Elmer becomes a business partner to Sharon Falconer and confesses his love to her. She reciprocates, but affirms commitment to her religious calling.

Construction begins on the grand tabernacle, financed by TJ Rigg, a local businessman. Eddie, Lulu and Rev. and Mrs. Baines visit the site and privately express their disapproval of the commercial nature of the tabernacle, while Lulu shows renewed romantic interest in Elmer. Frank also visits and expresses his concern about the price of Elmer's success. A debate about old and new practices in religion follows.

A year later, the affair between Elmer and Lulu is reignited with a secret plan by Eddie and Lulu to expose Elmer's deceit. Elmer meets Lulu for a tryst in the nearly completed tabernacle while Eddie looks on in hiding.
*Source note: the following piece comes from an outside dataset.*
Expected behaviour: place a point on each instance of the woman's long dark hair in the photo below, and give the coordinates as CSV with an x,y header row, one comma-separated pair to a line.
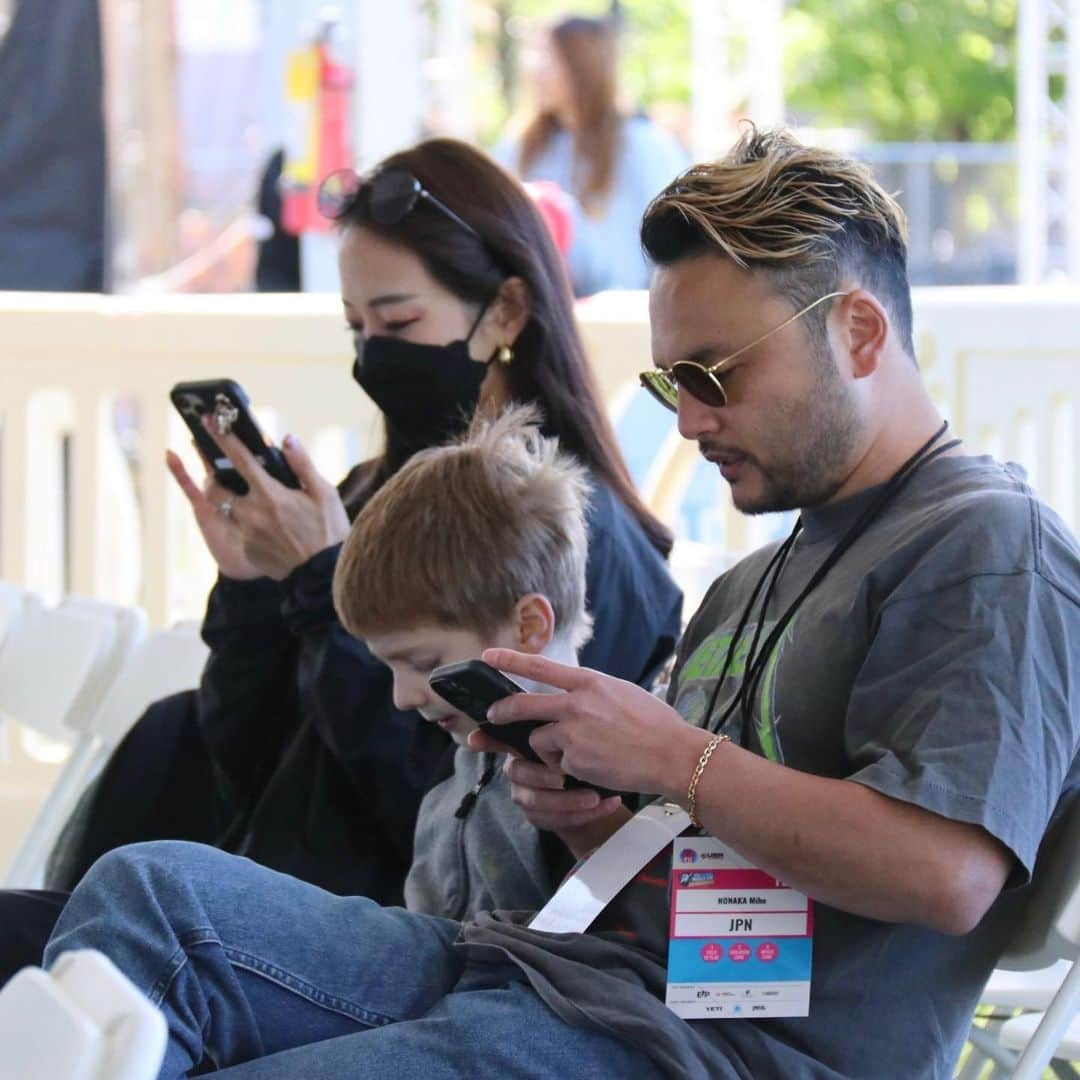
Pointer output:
x,y
549,365
589,51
Elmer has asked Sharon to marry him and she agrees, despite her recognition of his faults. The night before the tabernacle's opening, she prays for guidance. As a final touch on the tabernacle, a giant cross of electric lights is suspended above the stage.

During the lively grand opening of the tabernacle, Eddie and Lulu come forward and expose Elmer's philandering. Elmer admits his guilt and asks Sharon for forgiveness as chaos erupts in the tabernacle. The electric cross shorts out and the tabernacle catches fire. Horrified by Elmer's deceit, Sharon refuses his help in escaping from the fire; she and her followers burn to death as Elmer escapes.

Some time after the tabernacle fire, Elmer embarks on a new career peddling the platitudes of the "New Thought" movement and meets with Dr. Binch, the founder of the movement. Binch consoles Elmer, but he is haunted by his memory of the tragedy.

Roles[edit]

Role[5] Voice type Premiere cast
(Conductor: William Boggs)
Elmer Gantry baritone Keith Phares
Sharon Falconer mezzo-soprano Jennifer Rivera
Frank Shallard tenor Vale Rideout
Eddie Fislinger tenor Frank Kelley
Lulu Baines soprano Malinda Haslett
Reverend Baines bass Brian Banion
TJ Rigg bass-baritone Kristopher Irmiter
Mrs. Baines mezzo-soprano Olivia Ward
Revival Singer baritone Chauncey Packer

Recordings[edit]

The Florentine Opera's March 2010 recording of Elmer Gantry has been released on the Naxos label.[6] At the 54th Grammy Awards on February 12, 2012, the recording was awarded Grammys for Best Engineered Album, Classical (awarded to Byeong-Joon Hwang & John Newton, engineers; Jesse Lewis, mastering engineer), and Best Contemporary Classical Composition (awarded to Robert Aldridge & Herschel Garfein).